Tuberc Respir Dis > Volume 66(2); 2009 > Article
Tuberculosis and Respiratory Diseases 2009;66(2):127-131.
DOI: https://doi.org/10.4046/trd.2009.66.2.127    Published online February 1, 2009.
A Case of Mediastinal Teratoma Associated with Elevated Tumor Marker in Chronic Empyema.
Soo Jung Um, Doo Kyung Yang, Soo Keol Lee, Choonhee Son, Mee Sook Roh, Ki Nam Kim, Ki Nam Lee, Pil Jo Choi, Jung Heui Bang
1Department of Internal Medicine, Dong-A University College of Medicine, Busan, Korea. son30243@hanmail.net
2Department of Pathology, Dong-A University College of Medicine, Busan, Korea.
3Department of Radiology, Dong-A University College of Medicine, Busan, Korea.
4Department of Thoracic and Cardiovascular Surgery, Dong-A University College of Medicine, Busan, Korea.
Abstract
Most mediastinal teratomas are histologically well-differentiated tumors and benign. The majority of patients with a mediastinal teratoma are asymptomatic and their tumors are usually discovered incidentally on chest radiography.
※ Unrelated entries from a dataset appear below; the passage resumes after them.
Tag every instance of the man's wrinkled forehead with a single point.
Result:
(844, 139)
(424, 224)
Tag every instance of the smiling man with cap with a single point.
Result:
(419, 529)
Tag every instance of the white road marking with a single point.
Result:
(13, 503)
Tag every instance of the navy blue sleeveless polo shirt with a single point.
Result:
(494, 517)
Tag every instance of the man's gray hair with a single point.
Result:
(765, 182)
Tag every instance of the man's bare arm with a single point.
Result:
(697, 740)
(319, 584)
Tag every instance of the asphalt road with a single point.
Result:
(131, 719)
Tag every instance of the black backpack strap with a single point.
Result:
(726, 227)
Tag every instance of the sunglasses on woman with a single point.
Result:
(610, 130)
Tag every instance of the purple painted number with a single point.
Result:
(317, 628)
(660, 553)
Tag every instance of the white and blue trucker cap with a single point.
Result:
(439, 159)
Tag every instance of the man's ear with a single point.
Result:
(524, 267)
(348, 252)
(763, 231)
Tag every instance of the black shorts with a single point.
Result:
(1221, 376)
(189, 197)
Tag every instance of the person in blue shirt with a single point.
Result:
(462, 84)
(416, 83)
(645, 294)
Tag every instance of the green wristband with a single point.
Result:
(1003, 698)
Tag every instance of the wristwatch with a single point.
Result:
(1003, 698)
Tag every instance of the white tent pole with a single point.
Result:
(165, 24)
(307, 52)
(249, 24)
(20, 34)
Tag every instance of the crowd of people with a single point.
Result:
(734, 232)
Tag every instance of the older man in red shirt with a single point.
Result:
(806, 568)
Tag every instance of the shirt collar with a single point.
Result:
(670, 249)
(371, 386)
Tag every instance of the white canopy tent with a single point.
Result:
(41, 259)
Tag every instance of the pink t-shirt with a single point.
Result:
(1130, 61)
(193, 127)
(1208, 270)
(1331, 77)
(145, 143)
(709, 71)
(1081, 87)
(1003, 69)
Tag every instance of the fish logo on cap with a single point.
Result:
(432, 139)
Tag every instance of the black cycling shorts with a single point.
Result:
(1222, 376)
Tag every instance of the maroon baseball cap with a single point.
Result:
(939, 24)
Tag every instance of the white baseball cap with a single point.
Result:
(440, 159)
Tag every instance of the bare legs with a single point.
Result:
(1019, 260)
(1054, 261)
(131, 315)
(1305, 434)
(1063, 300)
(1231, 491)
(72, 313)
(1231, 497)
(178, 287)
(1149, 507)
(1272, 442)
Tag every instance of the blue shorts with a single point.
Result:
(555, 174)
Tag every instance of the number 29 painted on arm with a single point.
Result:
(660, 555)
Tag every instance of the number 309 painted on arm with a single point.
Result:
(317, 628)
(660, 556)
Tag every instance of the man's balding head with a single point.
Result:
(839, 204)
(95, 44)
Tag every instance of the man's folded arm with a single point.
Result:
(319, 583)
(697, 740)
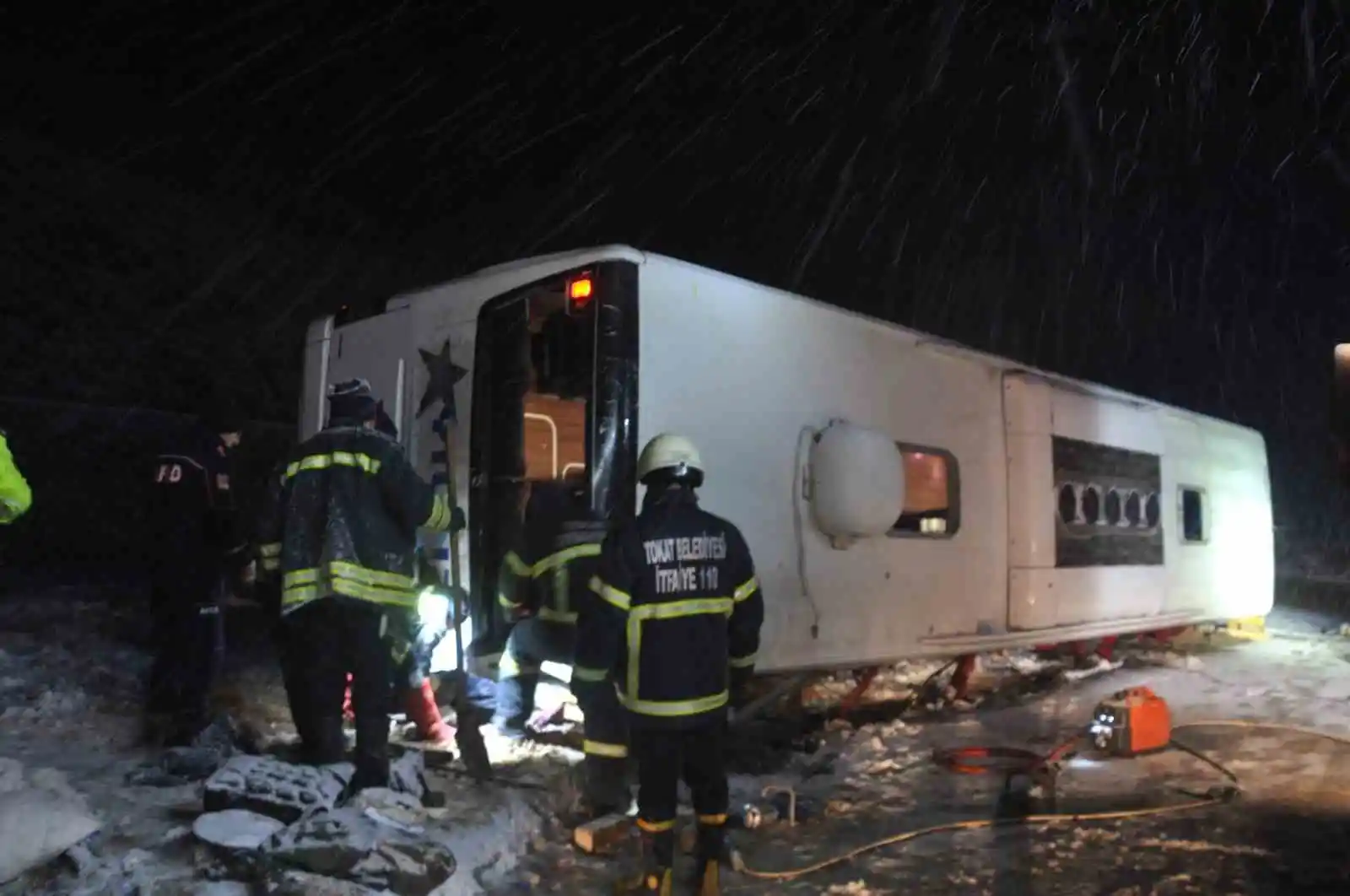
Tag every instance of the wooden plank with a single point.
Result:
(602, 834)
On rare occasions this tumor will rupture spontaneously into the adjacent organs. A 72-year-old female patient was admitted for dyspnea and she had a multiloculated pleural effusion in the left lung field. Although repeated pleural biopsy and pleural fluid cytology did not prove the presence of malignancy, we assumed that this was a malignant effusion because it revealed consistently high levels of carcinoembryonic antigen and carbohydrate antigen 19-9, and the chest CT scan did not show typical fat or bone density in the mass. Secondary infection and an uncontrolled septic condition due to pleural empyema finally compelled the patient to undergo a surgical operation. Mature teratoma was the final diagnosis and she has done well without recurrence for 2 months.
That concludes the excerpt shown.